By 1992, the Cold War was relegated to the history books. With it went the nuclear fallout shelter, an underground symbol of a generation told to “duck and cover.”
Shelter supplies were tossed out, and the yellow and black shelter signs in corridors and basements were taken down, becoming the possessions of antique hunters and political history museums around the world.
Contributor: William Cellini Jr.
Original content copyright Sangamon County Historical Society. You are free to republish this content as long as credit is given to the Society.
Interesting article well written, many had no idea so many buildings were so called fall out shelters .Such as the State House Inn .
Thank you for this great article. My father Ernest Melkush was part of this team. When I was in nursing school I remember traveling the state to participate in emergency drills at sites that had medical services. They used old hospital equipment such as stretchers and X-ray and practiced triage. We had a 1010 radio in our kitchen and my dad was always on call for weather emergencies. Great memories!
Ms. Wright: Thank YOU for the memory as well.
I know that the Ridgely Building and Iles School still have signs up, but does anyone know of any other shelters in Springfield that still have a sign?

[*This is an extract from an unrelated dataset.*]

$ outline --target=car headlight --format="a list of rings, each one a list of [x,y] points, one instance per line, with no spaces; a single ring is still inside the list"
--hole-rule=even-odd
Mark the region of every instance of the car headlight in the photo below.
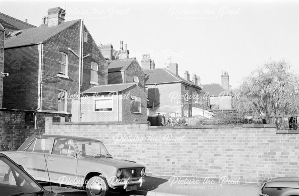
[[[120,177],[120,175],[121,175],[121,170],[120,169],[119,169],[118,171],[117,171],[117,173],[116,173],[116,177],[118,178],[119,178]]]
[[[141,176],[144,176],[145,175],[145,168],[144,168],[142,169],[142,170],[141,170],[141,172],[140,172],[140,174],[141,174]]]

I also should know this but where is the Emerson building on the fairgrounds? Is that the Illinois Building by the Lincoln statue? The fairs website didn’t list it as a building.
Jared: The Emmerson (two Ms) Building is kind of catty-corner to the Exposition Building. It’s on the east side of Main Street before you get to the four-way stop. It’s mainly an administration building, which is why it’s not mentioned on a lot of state fair maps, etc.
Thanks! I haven’t been to the state fair for several years and I forgot where it was. I didn’t see a shelter sign on the building so I’m assuming the shelter has been forgotten about. It looks like there were 4 on the fair grounds but total they could hold less than 400.
Anyway, one of my goals is to get into one of these shelters. Thanks for the great article! I was searching for a map like this for a while now.
Good question. I wasn’t aware of those two. Thanks.
There was also one in the basement on Municipal Center West although I think it was more of an emergency operations center that happened to qualify as a shelter. The shelter sign was where the building numbers are now but the sign has been long gone.